The Bacteriological Institute’s second iteration opened in 1912, the first institution of its kind in Dalmatia.

They aimed to improve scientific efforts and control in the fight against epidemics and infections, and at the same time to educate future doctors. 

The institute was equipped with modern devices, materials, and resources, which can be seen in the photos. Among other things, it had ten study rooms that housed a hygiene department, a bacteriology department, an animal research room. In it, various diseases could be diagnosed by biochemical and microbiological methods, such as malaria. 

The institute turned into a hub of medical and serological innovation, including the first case of brucellosis or undulant fever.

The Dalmatian Governorate invested substantial sums of Vienna’s money into the institute to fund its research. 

After the First World War, the Institute continued to operate as the Laboratory of Hygiene and Bacteriology (Laboratorio di vigilanza igienica e batteriologica). About 600 bacteriological, chemical and bromatological tests were performed that year. 

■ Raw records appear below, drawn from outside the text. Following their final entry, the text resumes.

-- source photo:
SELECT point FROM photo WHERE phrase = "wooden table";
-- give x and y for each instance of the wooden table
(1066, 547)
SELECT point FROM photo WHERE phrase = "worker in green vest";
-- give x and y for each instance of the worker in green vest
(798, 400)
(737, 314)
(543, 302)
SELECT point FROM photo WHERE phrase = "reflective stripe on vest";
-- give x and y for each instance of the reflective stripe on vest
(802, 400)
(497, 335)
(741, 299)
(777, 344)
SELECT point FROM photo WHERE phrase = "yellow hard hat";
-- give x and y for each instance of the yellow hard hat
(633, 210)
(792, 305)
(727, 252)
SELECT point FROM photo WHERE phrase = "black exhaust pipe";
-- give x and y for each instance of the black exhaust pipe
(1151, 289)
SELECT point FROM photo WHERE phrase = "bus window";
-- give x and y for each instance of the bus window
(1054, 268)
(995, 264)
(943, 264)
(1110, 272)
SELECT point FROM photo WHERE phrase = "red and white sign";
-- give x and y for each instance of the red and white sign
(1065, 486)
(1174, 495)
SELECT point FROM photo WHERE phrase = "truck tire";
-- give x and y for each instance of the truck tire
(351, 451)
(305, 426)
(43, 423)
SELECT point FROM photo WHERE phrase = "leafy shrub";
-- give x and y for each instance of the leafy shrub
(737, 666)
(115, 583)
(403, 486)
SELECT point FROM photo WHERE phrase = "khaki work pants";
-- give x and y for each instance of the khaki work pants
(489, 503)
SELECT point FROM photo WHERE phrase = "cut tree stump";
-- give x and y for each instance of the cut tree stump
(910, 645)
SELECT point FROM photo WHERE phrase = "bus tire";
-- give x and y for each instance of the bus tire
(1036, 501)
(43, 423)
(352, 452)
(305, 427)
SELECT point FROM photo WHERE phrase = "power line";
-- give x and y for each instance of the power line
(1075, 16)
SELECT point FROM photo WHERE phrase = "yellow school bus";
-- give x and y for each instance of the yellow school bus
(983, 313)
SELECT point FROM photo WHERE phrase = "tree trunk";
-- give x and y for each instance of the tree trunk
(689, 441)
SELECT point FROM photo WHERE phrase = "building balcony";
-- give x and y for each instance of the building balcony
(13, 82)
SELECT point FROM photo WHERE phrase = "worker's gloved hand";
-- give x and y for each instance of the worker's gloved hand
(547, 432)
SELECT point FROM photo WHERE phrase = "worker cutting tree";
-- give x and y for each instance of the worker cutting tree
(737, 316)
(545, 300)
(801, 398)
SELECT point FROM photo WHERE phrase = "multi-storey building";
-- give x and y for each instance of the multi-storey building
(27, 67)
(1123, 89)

The laboratory was led by bacteriologist Dr. Giovanni Venturelli, who led a lavish and well-equipped institute — in danger of closing due to lack of work. In 1923, the Ministry decided to close the laboratory only to be reopened again in 1934.

During the Allied bombing in World War II, the laboratory building was severely damaged, yet some laboratory equipment was preserved. A new chemical-bacteriological laboratory was opened on October 6, 1944 — the fourth version — in a small villa housing the naval command ambulance was located at the time. It remained underutilized until Zadar’s hospital opened. This final iteration of the laboratory is considered a parent to the Croatian Institute of Public Health — currently leading the charge against the coronavirus by Krunoslav Capak.